Clearly, anyone buying the real here is fighting an ongoing trend. A longer-term look at this currency pair may be more comforting to potential longs:

Chart forUSD/BRL (USDBRL=X)

We have been here before. I'm thinking a nibble might make sense given that the currency pair is trading within an established range.

Brazil is not a disaster area. It continues to experience population and economic growth. It is at peace. It is the dominant country in a continent that has demonstrated strong economic growth that was not much affected by our Great Recession. Out in the ocean, vast hydrocarbon reserves await successful (and difficult) exploitation. It may be true that as the old saying goes, Brazil is the country of the future-- and always will be. However, Brazil now has an investment-grade rating. The last I saw was Baa2 from Moody's. S&P and Fitch also have had the country at low investment grade levels.

Offsetting the above is Brazil's low ranking of #69 globally on Transparency International's Corruption Perception Index for 2012.

Fundamentally, Brazilian short-term interest rates are above the reported rate of inflation, while those of the U.S. have been below the inflation rate for years. The Brazilian monetary authorities are hawkish. Too much has gone right for Brazilian since it moved away from hyperinflationary policies for the central bank to want to scare people into resuscitating those memories. I believe that traders may push the currency pair further on the recent trend, but ultimately the point of foreign currency-denominated investing is to obtain greater real returns than those available "risklessly" at home.

Since U.S. T-bill investing is a loser to inflation, and likely will be for a good while longer, BZF may have an inherent advantage if the central bank delivers on its commitment.

If the USD/BRL pair trades at its 4-year average around 2.0 from today's 2.34, the capital gains upside will be around 15%. Add to this about 8% annual net interest income (which will get paid as a capital gain if it occurs) and one has a reasonable opportunity here. To receive a zero return from BZF, meaning equal to cash, the currency would have to depreciate 8% more in one year against the USD. Could a negative total return be achieved from BZF? Yes, for certain. This investment vehicle is not for the faint of heart.

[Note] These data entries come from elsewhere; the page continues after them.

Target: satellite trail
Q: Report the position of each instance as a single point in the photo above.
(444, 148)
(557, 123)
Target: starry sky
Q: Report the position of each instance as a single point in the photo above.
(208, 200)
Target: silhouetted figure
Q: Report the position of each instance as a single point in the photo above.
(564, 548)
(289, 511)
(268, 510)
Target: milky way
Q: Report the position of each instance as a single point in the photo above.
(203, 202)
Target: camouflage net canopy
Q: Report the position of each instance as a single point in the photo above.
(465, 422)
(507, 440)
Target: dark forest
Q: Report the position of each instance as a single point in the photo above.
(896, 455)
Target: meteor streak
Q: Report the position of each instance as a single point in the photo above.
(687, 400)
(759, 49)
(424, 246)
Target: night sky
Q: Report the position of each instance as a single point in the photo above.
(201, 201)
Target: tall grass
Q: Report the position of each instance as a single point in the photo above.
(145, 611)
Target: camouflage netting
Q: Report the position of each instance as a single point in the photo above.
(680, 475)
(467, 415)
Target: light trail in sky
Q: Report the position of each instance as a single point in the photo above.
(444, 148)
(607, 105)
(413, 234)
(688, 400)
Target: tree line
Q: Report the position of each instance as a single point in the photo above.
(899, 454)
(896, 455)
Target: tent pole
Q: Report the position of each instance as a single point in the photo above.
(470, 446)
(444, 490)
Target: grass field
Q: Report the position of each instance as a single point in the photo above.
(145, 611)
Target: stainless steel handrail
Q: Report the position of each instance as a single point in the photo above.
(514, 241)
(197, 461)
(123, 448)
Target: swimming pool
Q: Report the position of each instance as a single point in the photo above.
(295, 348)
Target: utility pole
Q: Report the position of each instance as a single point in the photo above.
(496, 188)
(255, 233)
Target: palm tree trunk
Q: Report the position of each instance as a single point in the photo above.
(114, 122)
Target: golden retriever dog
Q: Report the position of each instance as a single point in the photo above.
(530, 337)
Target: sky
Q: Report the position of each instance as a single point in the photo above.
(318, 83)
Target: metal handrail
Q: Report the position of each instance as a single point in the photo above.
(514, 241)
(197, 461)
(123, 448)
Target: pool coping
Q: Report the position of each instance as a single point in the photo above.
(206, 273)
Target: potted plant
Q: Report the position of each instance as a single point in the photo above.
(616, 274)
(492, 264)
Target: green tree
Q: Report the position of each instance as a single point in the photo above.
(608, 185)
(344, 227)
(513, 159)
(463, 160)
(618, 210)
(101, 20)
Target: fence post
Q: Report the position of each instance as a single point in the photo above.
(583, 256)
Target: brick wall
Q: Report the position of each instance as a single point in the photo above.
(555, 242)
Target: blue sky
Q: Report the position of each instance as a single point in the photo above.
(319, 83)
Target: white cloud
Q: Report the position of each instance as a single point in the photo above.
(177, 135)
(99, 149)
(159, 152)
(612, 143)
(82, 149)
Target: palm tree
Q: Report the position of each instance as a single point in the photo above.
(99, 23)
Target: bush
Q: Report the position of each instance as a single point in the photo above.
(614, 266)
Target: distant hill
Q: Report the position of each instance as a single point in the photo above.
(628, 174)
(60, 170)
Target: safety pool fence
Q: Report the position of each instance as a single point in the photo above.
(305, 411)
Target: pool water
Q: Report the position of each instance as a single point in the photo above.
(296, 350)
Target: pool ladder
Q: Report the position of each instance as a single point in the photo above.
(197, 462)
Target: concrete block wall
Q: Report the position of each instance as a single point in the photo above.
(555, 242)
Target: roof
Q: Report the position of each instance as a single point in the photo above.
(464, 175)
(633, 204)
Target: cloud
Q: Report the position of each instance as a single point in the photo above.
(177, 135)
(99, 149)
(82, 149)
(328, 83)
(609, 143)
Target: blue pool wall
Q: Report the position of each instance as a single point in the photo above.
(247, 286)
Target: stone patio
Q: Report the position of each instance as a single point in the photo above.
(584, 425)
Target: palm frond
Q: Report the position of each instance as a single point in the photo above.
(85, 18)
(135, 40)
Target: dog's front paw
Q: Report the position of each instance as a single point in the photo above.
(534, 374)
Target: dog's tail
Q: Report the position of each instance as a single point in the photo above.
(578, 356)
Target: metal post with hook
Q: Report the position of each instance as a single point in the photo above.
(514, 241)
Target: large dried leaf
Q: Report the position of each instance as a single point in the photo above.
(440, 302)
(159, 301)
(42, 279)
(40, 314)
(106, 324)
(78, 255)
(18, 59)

However, the U.S. is relying on monetary financing of governmental deficits, meaning that there is nothing inherently "strong" about the USD. With the Fed committing to QE at least until next year, taper or no taper this year, and likely holding short rates below the inflation rate for quite some time, the USD may be an asset out of which to diversify.

Personally, I did very well with BZF in 2010 and 2011, then got out in the spring or early summer of 2011. One or two forays into BZF in the past year resulted in more or less breakeven trades. Having just noted the news about the continued hawkishness out of the Brazilian central bank, I consider BZF to be well-suited for self-directed IRA investing. The many fundamental and trading risks of investing in any emerging market in today's environment should be thoroughly understood by anyone contemplating investing in BZF or a similar vehicle.